The court reached the same conclusion under Section 502(a). It explained that  a state law claim that fell “within the scope” of Section 502(a)(1)(B) was  “completely preempted” if (i) it was brought by an individual who had standing  to assert rights under Section 502(a)(1)(B), and (ii) no other independent legal  duty was implicated by a defendant’s actions.

The court observed that Section 502(a)(1)(B) permits a participant or  beneficiary to bring a civil action “to recover benefits due to him under the  terms of his plan, to enforce his rights under the terms of the plan, or to  clarify his rights to future benefits under the terms of the plan.” It then  ruled that Connecticut General was not the type of party that could bring a  claim under Section 502(a)(1)(B) because it was not a participant or  beneficiary. Accordingly, the court decided, Connecticut General’s claims did  not fall within the scope of Section 502(a)(1)(B).

The court also found the existence of an “independent duty,” beyond any  obligation under the plan, that required the defendant medical service providers  to submit “honest and accurate claims” to Connecticut General. Thus, the court  concluded, this requirement for preemption also was not met, and Section  502(a)(1)(B) preemption did not apply.


Insurance fraud raises costs and premiums, harming consumers, insureds, and  plan beneficiaries. Allowing insurance companies to assert claims for fraud  against health care providers without fear of having those claims deemed  preempted by ERISA helps insurers cut down on fraudulent claims, to the benefit  of all except those who commit fraud.
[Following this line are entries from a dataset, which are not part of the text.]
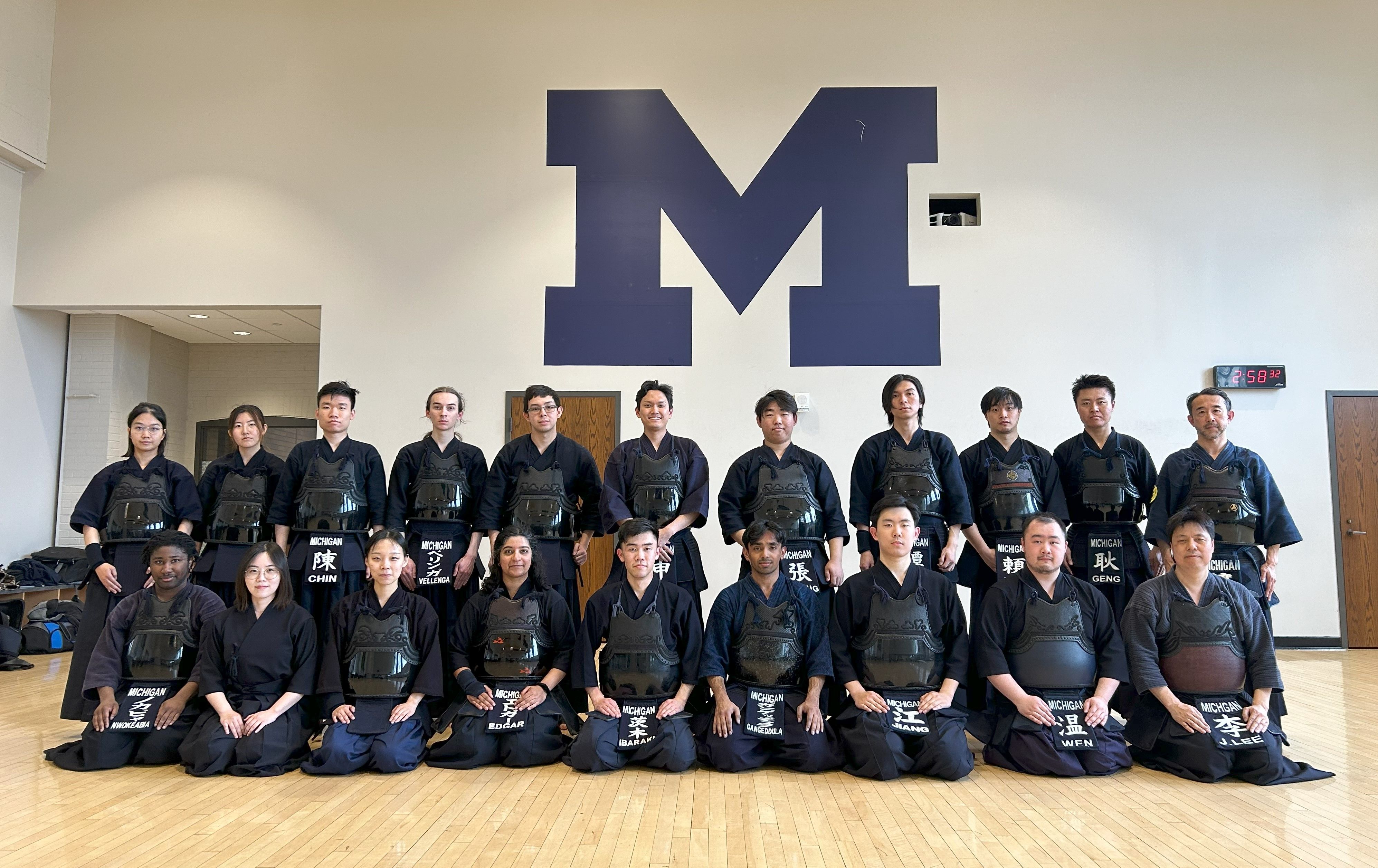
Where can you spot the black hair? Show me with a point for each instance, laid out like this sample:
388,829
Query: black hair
1191,516
167,539
757,531
780,399
893,502
1000,397
1045,518
888,394
538,392
153,410
338,388
1092,381
634,528
666,389
283,597
1209,390
535,575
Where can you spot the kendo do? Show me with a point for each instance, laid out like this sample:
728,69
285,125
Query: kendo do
767,658
144,669
648,663
899,649
1201,655
1049,647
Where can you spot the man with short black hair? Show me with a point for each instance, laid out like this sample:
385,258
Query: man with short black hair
765,655
647,636
1202,659
1235,488
1109,480
899,649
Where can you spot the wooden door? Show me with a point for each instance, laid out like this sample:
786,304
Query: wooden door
1357,466
592,419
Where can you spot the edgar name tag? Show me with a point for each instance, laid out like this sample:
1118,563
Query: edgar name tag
638,724
1226,717
764,716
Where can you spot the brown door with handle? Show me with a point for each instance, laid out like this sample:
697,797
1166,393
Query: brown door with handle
1357,466
592,419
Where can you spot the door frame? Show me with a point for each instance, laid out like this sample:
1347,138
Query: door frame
1334,500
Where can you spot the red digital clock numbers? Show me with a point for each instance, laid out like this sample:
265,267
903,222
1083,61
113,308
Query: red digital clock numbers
1251,376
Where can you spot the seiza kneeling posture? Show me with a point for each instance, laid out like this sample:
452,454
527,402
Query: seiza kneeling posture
257,662
649,637
1049,645
382,658
510,649
1202,659
144,667
764,642
900,649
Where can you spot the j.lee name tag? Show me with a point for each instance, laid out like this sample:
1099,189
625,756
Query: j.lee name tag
638,724
1226,718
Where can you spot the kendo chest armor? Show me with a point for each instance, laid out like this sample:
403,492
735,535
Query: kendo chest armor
1053,652
656,488
239,509
162,644
514,640
899,649
1010,496
769,649
541,505
636,662
1224,496
1202,654
1109,494
440,490
333,498
913,476
382,656
137,509
786,498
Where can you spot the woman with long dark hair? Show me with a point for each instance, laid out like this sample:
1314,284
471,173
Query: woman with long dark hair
236,491
258,660
121,510
512,648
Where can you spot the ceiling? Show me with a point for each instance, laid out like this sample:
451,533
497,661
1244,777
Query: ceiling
218,326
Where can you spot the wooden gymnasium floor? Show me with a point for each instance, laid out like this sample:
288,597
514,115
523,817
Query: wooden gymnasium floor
554,818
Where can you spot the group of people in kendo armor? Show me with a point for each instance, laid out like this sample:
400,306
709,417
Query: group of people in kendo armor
229,620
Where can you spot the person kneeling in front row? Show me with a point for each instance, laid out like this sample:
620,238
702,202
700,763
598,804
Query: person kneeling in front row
649,637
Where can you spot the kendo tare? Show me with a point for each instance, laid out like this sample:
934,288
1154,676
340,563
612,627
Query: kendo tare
433,493
1202,659
381,662
1109,479
1049,648
331,496
512,649
648,638
665,480
791,488
767,658
236,493
918,465
1231,486
144,670
900,651
121,510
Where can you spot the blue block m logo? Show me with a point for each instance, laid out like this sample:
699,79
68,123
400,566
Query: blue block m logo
847,155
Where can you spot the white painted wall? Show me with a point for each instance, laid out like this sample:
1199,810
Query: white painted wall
1165,188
Judge Wexler’s decision in the Connecticut  General case reinforces the ability of insurance carriers to rely on the courts  to fight insurance fraud.
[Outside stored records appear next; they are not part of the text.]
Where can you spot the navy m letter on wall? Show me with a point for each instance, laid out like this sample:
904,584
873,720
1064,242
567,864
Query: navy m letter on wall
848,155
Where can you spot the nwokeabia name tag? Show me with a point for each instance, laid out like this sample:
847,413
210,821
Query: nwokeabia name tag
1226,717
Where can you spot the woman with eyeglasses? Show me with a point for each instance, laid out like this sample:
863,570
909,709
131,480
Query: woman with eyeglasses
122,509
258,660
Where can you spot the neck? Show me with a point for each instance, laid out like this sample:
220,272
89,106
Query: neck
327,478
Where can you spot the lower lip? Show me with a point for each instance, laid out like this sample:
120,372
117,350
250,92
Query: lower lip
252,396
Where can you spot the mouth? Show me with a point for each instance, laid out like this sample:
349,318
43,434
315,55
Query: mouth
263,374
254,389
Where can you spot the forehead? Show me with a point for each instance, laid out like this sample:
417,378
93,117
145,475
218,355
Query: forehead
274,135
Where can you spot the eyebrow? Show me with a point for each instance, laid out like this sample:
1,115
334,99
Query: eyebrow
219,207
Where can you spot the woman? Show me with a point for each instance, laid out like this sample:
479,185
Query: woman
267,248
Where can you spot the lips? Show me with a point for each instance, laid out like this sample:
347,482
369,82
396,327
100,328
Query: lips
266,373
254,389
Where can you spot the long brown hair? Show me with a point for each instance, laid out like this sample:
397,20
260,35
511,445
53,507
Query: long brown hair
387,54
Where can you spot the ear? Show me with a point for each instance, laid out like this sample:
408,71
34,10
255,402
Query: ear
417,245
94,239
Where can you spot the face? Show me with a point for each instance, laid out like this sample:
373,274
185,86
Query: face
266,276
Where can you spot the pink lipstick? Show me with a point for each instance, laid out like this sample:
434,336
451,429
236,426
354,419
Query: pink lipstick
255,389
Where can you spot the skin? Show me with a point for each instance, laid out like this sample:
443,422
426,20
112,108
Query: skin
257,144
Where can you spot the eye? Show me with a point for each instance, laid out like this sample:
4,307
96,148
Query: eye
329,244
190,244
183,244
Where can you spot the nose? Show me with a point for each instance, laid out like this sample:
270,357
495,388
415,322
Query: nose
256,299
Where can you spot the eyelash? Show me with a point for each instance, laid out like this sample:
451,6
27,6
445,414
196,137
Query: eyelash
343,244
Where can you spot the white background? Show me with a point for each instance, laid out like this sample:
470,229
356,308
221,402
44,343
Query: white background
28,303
1. No. 13-2784 (E.D.N.Y. Oct. 10, 2014).

2. Section 514(a) states that it “shall supersede any and all  State laws insofar as they may now or hereafter relate to any employee benefit  plan.” 29 U.S.C. §1144.
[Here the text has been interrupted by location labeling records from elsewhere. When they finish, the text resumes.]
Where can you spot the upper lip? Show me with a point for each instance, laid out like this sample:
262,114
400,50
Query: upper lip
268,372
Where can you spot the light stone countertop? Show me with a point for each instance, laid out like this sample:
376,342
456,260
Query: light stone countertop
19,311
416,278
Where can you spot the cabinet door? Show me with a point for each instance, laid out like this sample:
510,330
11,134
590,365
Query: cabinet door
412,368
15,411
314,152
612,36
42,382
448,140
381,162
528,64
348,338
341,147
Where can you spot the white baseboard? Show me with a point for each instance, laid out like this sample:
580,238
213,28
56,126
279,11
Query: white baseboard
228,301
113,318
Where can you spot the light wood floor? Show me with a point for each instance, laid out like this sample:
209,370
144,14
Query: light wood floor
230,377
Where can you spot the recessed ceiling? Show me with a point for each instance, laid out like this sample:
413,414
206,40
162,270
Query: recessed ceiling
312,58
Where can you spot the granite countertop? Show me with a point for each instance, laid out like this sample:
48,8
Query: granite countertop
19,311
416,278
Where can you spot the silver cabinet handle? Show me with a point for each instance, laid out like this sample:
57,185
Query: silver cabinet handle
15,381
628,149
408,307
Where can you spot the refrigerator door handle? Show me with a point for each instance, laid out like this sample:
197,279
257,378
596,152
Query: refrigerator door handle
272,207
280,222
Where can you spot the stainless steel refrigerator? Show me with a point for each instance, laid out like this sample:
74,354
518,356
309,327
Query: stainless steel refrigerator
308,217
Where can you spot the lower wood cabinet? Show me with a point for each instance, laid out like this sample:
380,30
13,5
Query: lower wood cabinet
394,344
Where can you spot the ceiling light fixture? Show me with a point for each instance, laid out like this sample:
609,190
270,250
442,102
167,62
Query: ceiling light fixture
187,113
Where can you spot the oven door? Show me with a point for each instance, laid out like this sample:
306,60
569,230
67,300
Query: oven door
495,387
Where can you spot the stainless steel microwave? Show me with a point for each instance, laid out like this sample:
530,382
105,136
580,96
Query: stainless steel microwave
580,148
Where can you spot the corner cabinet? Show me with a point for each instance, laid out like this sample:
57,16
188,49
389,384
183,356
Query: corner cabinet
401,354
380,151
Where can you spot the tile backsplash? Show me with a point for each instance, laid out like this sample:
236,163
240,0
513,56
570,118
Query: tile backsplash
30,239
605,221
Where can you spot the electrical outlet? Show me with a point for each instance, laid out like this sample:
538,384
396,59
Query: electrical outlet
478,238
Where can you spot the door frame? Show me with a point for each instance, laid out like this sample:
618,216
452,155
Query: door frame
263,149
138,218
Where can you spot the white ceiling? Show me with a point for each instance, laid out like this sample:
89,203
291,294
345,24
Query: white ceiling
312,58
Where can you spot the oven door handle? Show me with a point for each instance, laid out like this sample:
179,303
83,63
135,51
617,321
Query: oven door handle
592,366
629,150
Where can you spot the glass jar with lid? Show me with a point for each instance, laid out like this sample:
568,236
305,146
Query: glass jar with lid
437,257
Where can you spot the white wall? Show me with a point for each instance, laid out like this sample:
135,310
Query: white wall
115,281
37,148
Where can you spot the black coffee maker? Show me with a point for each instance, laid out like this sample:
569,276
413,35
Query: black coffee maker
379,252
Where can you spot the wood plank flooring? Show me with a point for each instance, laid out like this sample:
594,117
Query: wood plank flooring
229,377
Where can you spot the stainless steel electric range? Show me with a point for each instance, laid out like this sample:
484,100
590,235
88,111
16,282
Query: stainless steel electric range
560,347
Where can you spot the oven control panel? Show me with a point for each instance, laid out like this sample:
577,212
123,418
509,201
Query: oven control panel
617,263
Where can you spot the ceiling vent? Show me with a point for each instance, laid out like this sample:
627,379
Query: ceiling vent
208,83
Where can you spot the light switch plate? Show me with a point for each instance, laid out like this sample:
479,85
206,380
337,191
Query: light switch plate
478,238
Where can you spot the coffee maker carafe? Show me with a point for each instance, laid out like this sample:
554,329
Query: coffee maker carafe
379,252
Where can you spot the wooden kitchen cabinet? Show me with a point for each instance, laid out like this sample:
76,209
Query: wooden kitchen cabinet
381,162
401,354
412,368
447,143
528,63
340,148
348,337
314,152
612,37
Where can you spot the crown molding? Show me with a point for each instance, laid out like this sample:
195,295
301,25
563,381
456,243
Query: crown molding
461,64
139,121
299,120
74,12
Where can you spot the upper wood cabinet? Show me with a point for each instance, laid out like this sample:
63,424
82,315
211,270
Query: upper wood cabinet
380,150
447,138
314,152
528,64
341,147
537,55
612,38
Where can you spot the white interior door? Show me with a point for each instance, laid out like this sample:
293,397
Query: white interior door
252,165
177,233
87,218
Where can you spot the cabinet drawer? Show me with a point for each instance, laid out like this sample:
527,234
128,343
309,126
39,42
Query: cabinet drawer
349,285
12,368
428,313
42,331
3. Section 502(a) provides:

A civil action may be brought–

(1) by a participant or beneficiary–

(A) for the relief provided for in subsection (c) of this section,  or

(B) to recover benefits due to him under the terms of his plan, to enforce  his rights under the terms of the plan, or to clarify his rights to future  benefits under the terms of the plan;

* * *

(3) by a participant, beneficiary, or fiduciary (A) to enjoin any act or  practice which violates any provision of this subchapter or the terms of the  plan, or (B) to obtain other appropriate equitable relief (i) to redress such  violations or (ii) to enforce any provisions of this subchapter or the terms of  the plan;…

29 U.S.C. §1132.

4. Courts in other jurisdictions also have ruled that ERISA does  not preempt “garden variety” fraud claims. See, e.g., Trustees of AFTRA  Health Fund v. Biondi, 303 F.3d 765 (7th Cir. 2002); Horizon Blue Cross  Blue Shield of New Jersey v. Transitions Recovery Program, No. 10-3197  (RBK/KMW) (D.N.J. 2011); Prakash v. Pulsent Corp. Employee Long Term  Disability Plan, No. 06-7592 SC (N.D.Cal. 2007); In re Pharmaceutical  Industry Average Wholesale Price Litigation, 263 F.Supp.2d 172 (D.Mass.  2003); but, see, D & H Therapy Associates v. Boston Mut. Life Ins.  Co., 650 F.Supp.2d 143 (D.R.I. 2009) (finding fraudulent inducement claim  preempted by ERISA).

5. See, e.g., DaPonte v. Manfredi Motors, 157 Fed.Appx.  328 (2d Cir. 2005).

6. See DaPonte v. Manfredi Motors, 157 Fed.Appx. 328 (2d  Cir. 2005); Geller v. Cnty. Line Auto Sales, 86 F.3d 18 (2d Cir.  1996).